Banks will help determine how the work continues over the next six to twelve months, with further plans expected after that review.

The decision makes the alliance the second U.N.-aligned climate coalition to halt activities in 2025, after the Net Zero Asset Managers initiative suspended operations earlier this year. 

That followed the departure of the world’s largest asset manager in January, accelerating questions about the durability of voluntary net-zero clubs.

The vote was telegraphed in late August when the alliance proposed abandoning its membership model after an industry exodus that began in the U.S. and spread to Canada and Europe. 

Six major U.S. banks left between late December and early January, ahead of the presidential inauguration. 

Canada’s six largest banks followed before the end of January, and the departures crossed the Atlantic in July and early August as leading U.K. lenders exited, with a Swiss giant withdrawing before the vote was announced.

In April, after the North American departures, the alliance issued a third version of its climate target-setting guidance that no longer required banks to strictly align with a 1.5 degrees Celsius pathway. 

The group said its focus is to establish that guidance as a framework for the industry, allowing individual banks worldwide to use the resources to develop and deliver their own transition plans.

The alliance’s website now redirects to a consolidated resource page that includes a fourth version of its target-setting guidance.

The latest iteration removes references to the alliance and its signatories, positioning the materials as sector-wide resources for banks rather than membership obligations.

Investor advocates called the vote a setback. A co-director at a responsible investment nonprofit said it was disappointing to see the largest banks step away from accountability, arguing that public support for climate action remains high and that many investors recognize the economic risks of a worsening climate.

Supporters of the shift contend that public guidance without membership could broaden adoption while reducing political friction. 

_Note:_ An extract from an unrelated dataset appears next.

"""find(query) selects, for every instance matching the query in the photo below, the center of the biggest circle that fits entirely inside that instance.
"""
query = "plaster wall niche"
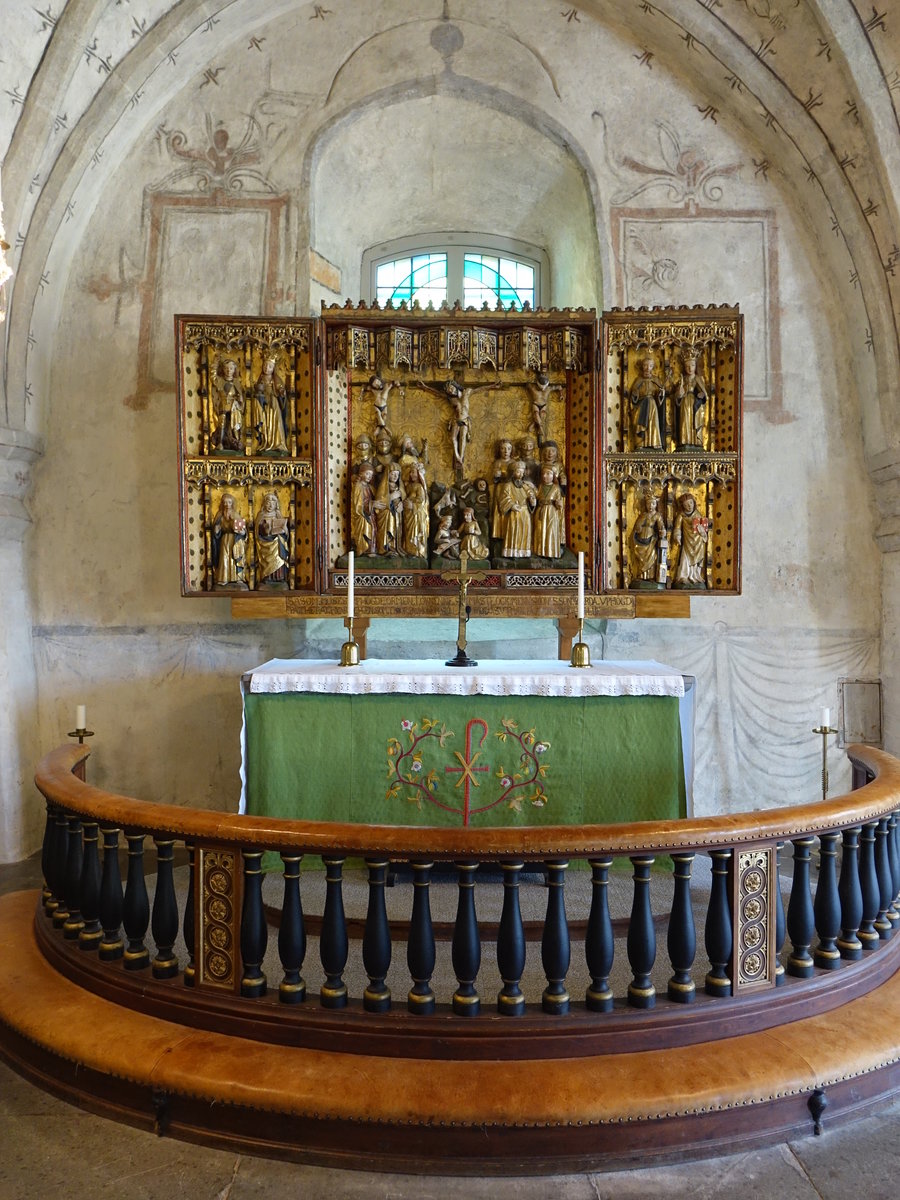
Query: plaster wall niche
(444, 163)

Critics counter that dropping a formal membership model erodes transparency and comparability, complicating efforts to judge progress and to differentiate leaders from laggards.

What happens next will hinge on whether the industry-led guidance gains traction inside banks’ credit, capital and client-facing policies. 

The transition from a club to an open framework may keep technical tools alive, but it also transfers responsibility back to individual institutions and their regulators.